Penzu
- Company type: Private
- Founded: 2008
- Founder: Alexander Mimran (CEO) Michael Lawlor Simon Wilkinson
- Headquarters: Toronto, Ontario, Canada
- Area served: Worldwide
- Services: Private online diary platform
- Website: penzu.com

= Penzu =

Private online diary-hosting website

Penzu is a private online diary-hosting website. Users can create written entries similar to a standard personal journal and can also upload photos from their devices. Penzu uses a freemium business model with special paid features including unique fonts, AES encryption, rich text formatting, and others. As of 2014, the website had over 1 million users in 170 countries worldwide.

==History==

Penzu was founded in 2008 in Toronto by Alexander Mimran (CEO), Simon Wilkinson (CTO), and Michael Lawlor (former CTO). Mimran took out a second mortgage on his house in order to initially fund Penzu. Capital has come only in the form of self-funding and customer revenue through PayPal. Three thousand users signed up during the company's first week of operation. The early version of the website mimicked standard notebooks with no custom fonts, colors, themes, or other distinguishing features. In 2009, Penzu launched a paid "Pro" option that cost $19 per year. Features that came with the Pro version included AES encryption, tagged posts, rich text editing, offsite backups, new themes, and other customization options. Opening a journal, making private posts, and several other customization features remained free.

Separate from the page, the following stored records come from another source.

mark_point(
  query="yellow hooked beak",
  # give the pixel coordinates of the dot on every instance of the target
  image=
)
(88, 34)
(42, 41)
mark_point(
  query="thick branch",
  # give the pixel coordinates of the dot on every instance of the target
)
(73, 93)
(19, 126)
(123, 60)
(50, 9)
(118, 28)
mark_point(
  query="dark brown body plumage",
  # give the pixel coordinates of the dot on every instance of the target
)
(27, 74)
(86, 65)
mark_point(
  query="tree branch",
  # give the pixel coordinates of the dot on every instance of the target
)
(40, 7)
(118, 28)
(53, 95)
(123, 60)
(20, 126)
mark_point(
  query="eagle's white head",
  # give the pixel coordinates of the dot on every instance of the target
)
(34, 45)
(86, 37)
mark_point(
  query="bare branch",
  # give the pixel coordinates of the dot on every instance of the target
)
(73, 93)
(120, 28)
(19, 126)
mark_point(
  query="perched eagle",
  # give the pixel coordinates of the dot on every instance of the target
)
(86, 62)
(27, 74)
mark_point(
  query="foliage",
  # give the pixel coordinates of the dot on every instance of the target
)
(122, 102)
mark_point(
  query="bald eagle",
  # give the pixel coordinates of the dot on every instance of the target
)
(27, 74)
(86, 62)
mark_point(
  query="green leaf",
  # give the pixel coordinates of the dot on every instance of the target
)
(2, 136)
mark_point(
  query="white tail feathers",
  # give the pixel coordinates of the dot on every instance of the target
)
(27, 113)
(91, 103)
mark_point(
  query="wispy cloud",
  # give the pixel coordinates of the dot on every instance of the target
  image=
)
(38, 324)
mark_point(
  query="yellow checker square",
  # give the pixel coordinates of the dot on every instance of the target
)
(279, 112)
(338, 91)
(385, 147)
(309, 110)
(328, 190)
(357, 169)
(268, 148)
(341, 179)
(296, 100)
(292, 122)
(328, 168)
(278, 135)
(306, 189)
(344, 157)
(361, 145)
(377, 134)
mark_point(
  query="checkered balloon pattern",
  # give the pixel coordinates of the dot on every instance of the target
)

In 2011, the company announced that it was serving over 250,000 users. It also released Penzu apps for Android and iOS devices. Both apps could only be used in conjunction with a Penzu Pro subscription.

In 2014, Penzu underwent a full relaunch, which included a redesigned website, free syncing between mobile and web apps, and other new features. At the time, the company had around 1.1 million users in 170 countries across the world.

==Service==

Penzu offers an online cloud-based diary platform that is designed to be private by default. It is free to sign up for Penzu and to create entries, upload images, and share posts selectively. The Penzu Pro plan offers several other features. These features include unique customization options like fonts, colors, themes, and others; 256-bit AES encryption; tagging; importing and exporting (as, for example, a PDF); rich text formatting; the ability to post by email; reminders; and numerous others. The site's encryption feature works for entire journals. If the password is lost for a particular journal, then that entry cannot be retrieved under any circumstance. Other Pro features include Looking Glass, which sends excerpts of older posts to the journal owner via email, and Legacy, which allows users to choose specific individuals to access the journal after the journal owner's death.